C’est l’un des mérites de l’ouvrage de démonter ces clichés : le Concours du Prix de Rome de musique a fait preuve d’une certaine clairvoyance dans sa sélection et souvent aiguillonné le tempérament des jeunes élus. Alors que la plupart des "Prix de Rome" de peinture sont des pompiers, très rares sont les grands compositeurs français du XIXe siècle à n’avoir pas réussi à décrocher le gros lot. Certes, ce ne fut pas toujours du premier coup (Berlioz, Saint-Saëns), mais cela démontre l’estime qu’ils attachaient au jugement de l’Académie et leur volonté farouche de faire partie du sérail. (L’"affaire Ravel" — après trois tentatives infructueuses, le compositeur ne fut pas autorisé à concourir en 1905 — est mentionnée dans plusieurs articles comme le scandale du concours.)

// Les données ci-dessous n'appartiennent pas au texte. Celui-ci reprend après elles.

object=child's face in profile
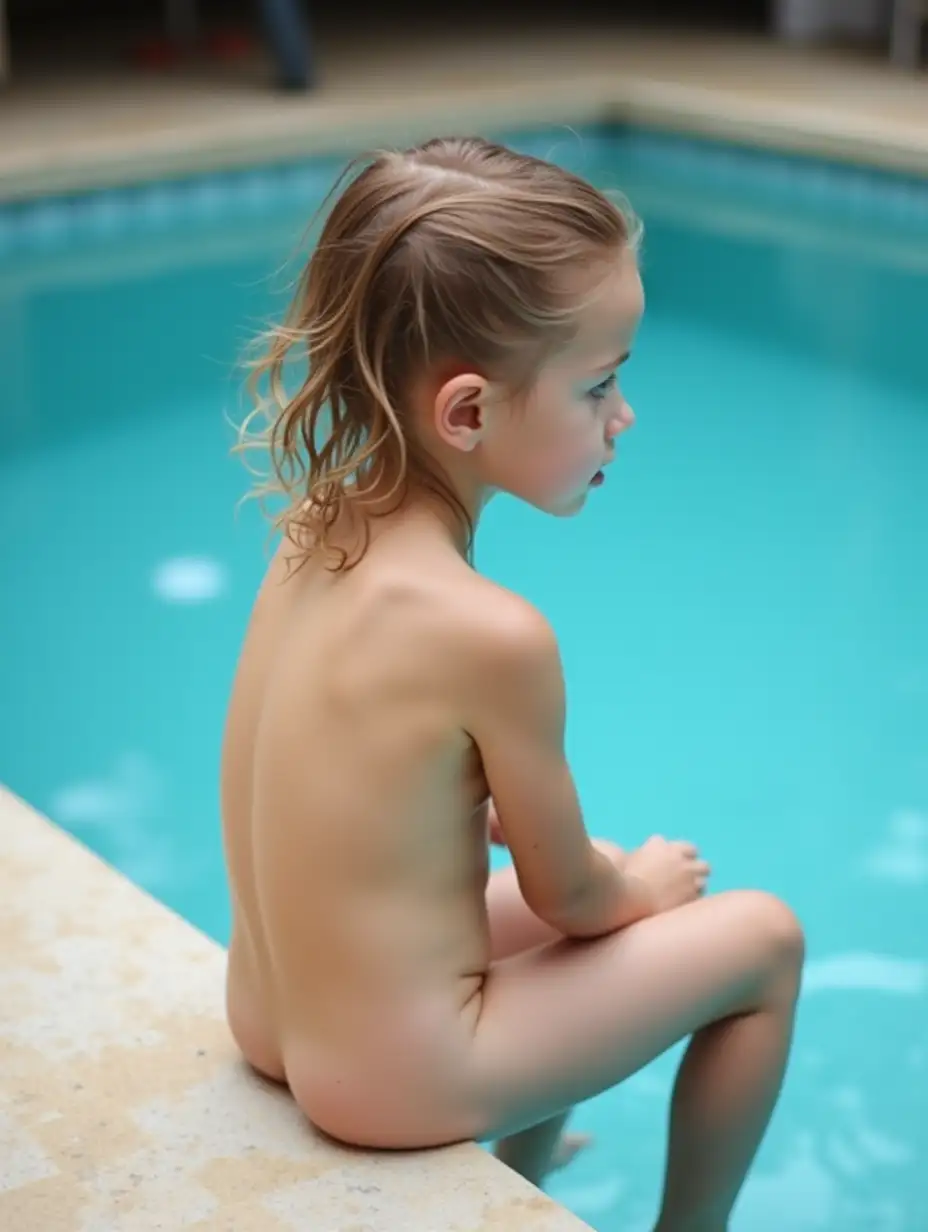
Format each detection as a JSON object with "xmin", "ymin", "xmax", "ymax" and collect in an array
[{"xmin": 494, "ymin": 249, "xmax": 643, "ymax": 517}]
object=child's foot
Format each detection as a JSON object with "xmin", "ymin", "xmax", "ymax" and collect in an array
[{"xmin": 549, "ymin": 1132, "xmax": 593, "ymax": 1175}]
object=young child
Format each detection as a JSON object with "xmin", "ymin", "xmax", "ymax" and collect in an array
[{"xmin": 221, "ymin": 136, "xmax": 804, "ymax": 1228}]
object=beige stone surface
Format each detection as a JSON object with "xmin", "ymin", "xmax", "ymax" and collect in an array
[
  {"xmin": 0, "ymin": 787, "xmax": 592, "ymax": 1231},
  {"xmin": 0, "ymin": 29, "xmax": 926, "ymax": 202}
]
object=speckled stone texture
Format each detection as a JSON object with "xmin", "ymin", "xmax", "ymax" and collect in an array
[{"xmin": 0, "ymin": 787, "xmax": 592, "ymax": 1231}]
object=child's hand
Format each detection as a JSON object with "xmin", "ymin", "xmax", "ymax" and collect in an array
[
  {"xmin": 623, "ymin": 836, "xmax": 710, "ymax": 913},
  {"xmin": 591, "ymin": 838, "xmax": 627, "ymax": 867}
]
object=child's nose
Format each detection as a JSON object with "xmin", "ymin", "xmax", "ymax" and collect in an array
[{"xmin": 607, "ymin": 402, "xmax": 635, "ymax": 438}]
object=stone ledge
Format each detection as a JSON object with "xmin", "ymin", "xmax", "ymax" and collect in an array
[
  {"xmin": 2, "ymin": 31, "xmax": 928, "ymax": 204},
  {"xmin": 0, "ymin": 786, "xmax": 592, "ymax": 1231}
]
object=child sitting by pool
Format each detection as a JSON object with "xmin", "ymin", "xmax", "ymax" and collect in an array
[{"xmin": 221, "ymin": 135, "xmax": 804, "ymax": 1228}]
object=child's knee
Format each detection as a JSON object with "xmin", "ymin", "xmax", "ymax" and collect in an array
[{"xmin": 737, "ymin": 890, "xmax": 805, "ymax": 1000}]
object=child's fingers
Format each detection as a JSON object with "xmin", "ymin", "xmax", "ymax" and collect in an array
[{"xmin": 673, "ymin": 840, "xmax": 701, "ymax": 858}]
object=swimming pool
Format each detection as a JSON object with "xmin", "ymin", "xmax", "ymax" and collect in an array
[{"xmin": 1, "ymin": 128, "xmax": 926, "ymax": 1231}]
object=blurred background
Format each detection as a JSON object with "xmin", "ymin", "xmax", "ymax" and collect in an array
[{"xmin": 0, "ymin": 1, "xmax": 923, "ymax": 91}]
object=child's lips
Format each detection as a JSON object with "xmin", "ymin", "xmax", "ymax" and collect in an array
[{"xmin": 590, "ymin": 469, "xmax": 605, "ymax": 487}]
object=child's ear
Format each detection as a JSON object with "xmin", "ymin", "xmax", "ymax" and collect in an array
[{"xmin": 434, "ymin": 373, "xmax": 489, "ymax": 454}]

Dans une dimension comparatiste, le livre en vient donc naturellement à évoquer les sujets imposés au Concours de peinture et au Concours de musique : d’un côté l’antiquité biblique et classique exclusivement (sujets héroïques, voire martiaux, censés contribuer à l’édification morale du public) ; de l’autre, des tentatives pour faire que la cantate s’élargisse à des thématiques plus modernes et moins niaises que les plates intrigues sentimentales. D’où une réflexion passionnante sur les notions de talent, d’art officiel et d’académisme. La Cantate n’est-elle qu’un exercice démonstratif savant à défaut d’être inspiré ? Le génie se voit-il stimulé par des délais d’écriture très courts ? Qu’est-ce qu’un compositeur de second ordre ? Qu’est-ce que l’artisanat en musique ?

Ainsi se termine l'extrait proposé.